Improved Productivity, Scaling, and More
The re-configured Kubernetes cluster and Terraform infrastructure as code deployment had been completed in just a few short weeks between the fall and spring semesters. And a few weeks into the spring semester, it was clear that the team’s efforts had paid off. Central IT and CCV faculty were thrilled with the outcomes:
Classroom provisioning time was reduced to 10 minutes. New semesters were previously associated with a lot of manual effort to spin up new workloads. The streamlined provisioning process eliminated this concern.
New classroom requests no longer required manual administration and set-up. Terrafom infrastructure as code produced automatic classroom spin-up and take down, with commands so simple that anyone could now to create the classes. This not only freed up time, but fixed resource scaling issues.
Automated scaling was aligned with actual resource demand, reducing Google Cloud and networking costs. The new system accounted for peak hours from 7am-7pm, and massive resource scale-down after hours.
At A Glance:
400
Enrolled students, up from 50 students before the project
1,000
Lines of code deployed
100%
Open source deployment, saving licensing costs
What’s Next? Dashboards, Use Cases
With automated classroom deployments under control, the Brown Central IT team has turned their attention towards improving the Service Desk integration.

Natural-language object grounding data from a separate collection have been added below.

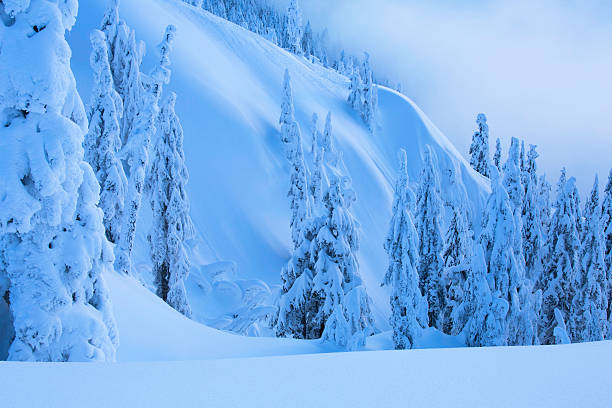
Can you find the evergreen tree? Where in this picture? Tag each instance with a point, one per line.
(292, 141)
(606, 225)
(589, 307)
(562, 263)
(479, 150)
(431, 243)
(294, 28)
(54, 248)
(533, 237)
(103, 140)
(484, 312)
(497, 155)
(457, 254)
(136, 150)
(172, 226)
(408, 307)
(338, 292)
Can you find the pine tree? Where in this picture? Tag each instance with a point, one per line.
(408, 307)
(562, 263)
(479, 150)
(606, 225)
(533, 237)
(589, 307)
(54, 249)
(103, 140)
(338, 292)
(431, 243)
(290, 136)
(172, 226)
(457, 253)
(136, 150)
(482, 310)
(294, 28)
(497, 155)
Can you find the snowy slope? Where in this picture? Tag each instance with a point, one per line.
(228, 82)
(551, 376)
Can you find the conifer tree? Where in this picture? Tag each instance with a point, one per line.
(456, 256)
(482, 309)
(589, 307)
(172, 226)
(431, 243)
(606, 225)
(408, 307)
(136, 149)
(103, 141)
(294, 28)
(533, 237)
(338, 292)
(479, 150)
(54, 249)
(562, 263)
(497, 155)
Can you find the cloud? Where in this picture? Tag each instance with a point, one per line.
(541, 71)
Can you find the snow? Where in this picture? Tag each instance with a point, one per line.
(229, 83)
(417, 378)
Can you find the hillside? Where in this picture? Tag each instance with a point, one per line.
(228, 82)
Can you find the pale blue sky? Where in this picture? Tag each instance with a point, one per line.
(541, 71)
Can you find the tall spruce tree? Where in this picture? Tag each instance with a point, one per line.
(408, 307)
(606, 225)
(562, 264)
(135, 152)
(431, 242)
(172, 226)
(497, 155)
(103, 139)
(589, 307)
(479, 150)
(54, 247)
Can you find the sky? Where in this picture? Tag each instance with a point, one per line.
(541, 71)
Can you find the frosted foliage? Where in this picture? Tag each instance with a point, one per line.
(103, 139)
(562, 264)
(408, 306)
(54, 248)
(172, 226)
(135, 152)
(484, 311)
(479, 149)
(431, 242)
(589, 308)
(294, 27)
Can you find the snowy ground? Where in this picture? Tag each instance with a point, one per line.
(558, 376)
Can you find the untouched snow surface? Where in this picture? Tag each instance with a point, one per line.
(549, 376)
(228, 82)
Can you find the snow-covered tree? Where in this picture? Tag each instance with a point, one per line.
(457, 252)
(479, 150)
(291, 137)
(431, 242)
(103, 139)
(562, 263)
(408, 307)
(482, 310)
(533, 237)
(497, 155)
(51, 228)
(338, 292)
(589, 307)
(606, 226)
(135, 152)
(294, 27)
(172, 226)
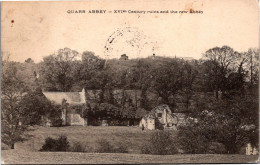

They’re creating new dashboards for helpdesk staff and CCV faculty to monitor system performance and troubleshoot any issues. So far, they’ve had just one challenge with optimizing these dashboards: the system is working so well, there’s very little error data.
With monitoring in place, Central IT can confidently expand their infrastructure as code to serve more university classrooms and use cases. And Brown’s students can increasingly rely on technology as an accelerator, not a hurdle, to their education.
Burwood Group Expertise
Infrastructure As Code
Kubernetes Architecture
Hashicorp Terraform Partner
Defining Key Terms
What is JupyterHub?
JupyterHub is a multi-user server that manages and proxies multiple instances of the single user Jupyter Notebook.
Jupyter Notebook is an open-source web application, developed on GitHub, that enables students to create and share documents that contain live code, equations, visualizations, and annotations.
What is Kubernetes?
Kubernetes is a portable, extensible, open-source platform for managing containerized workloads and services, that facilitates both declarative configuration and automation. It has a large, rapidly growing ecosystem of services, support, and tools.
Google Kubernetes Engine (GKE) is the simplest and most common way of setting up a Kubernetes Cluster on Google Cloud Platform.
What is Terraform?
Terraform is an open source infrastructure as code software tool created by Hashicorp. It enables you to safely and predictably create, change, and improve infrastructure.
With Terraform, you can write, plan, and apply code to created automated workflows and processes. The OSS is available for free, with no recurring software costs.
What is Locust?
Locust is an open source load testing tool, developed in Python. It is intended to be used for testing websites and other systems to determine how many concurrent users the technology can handle.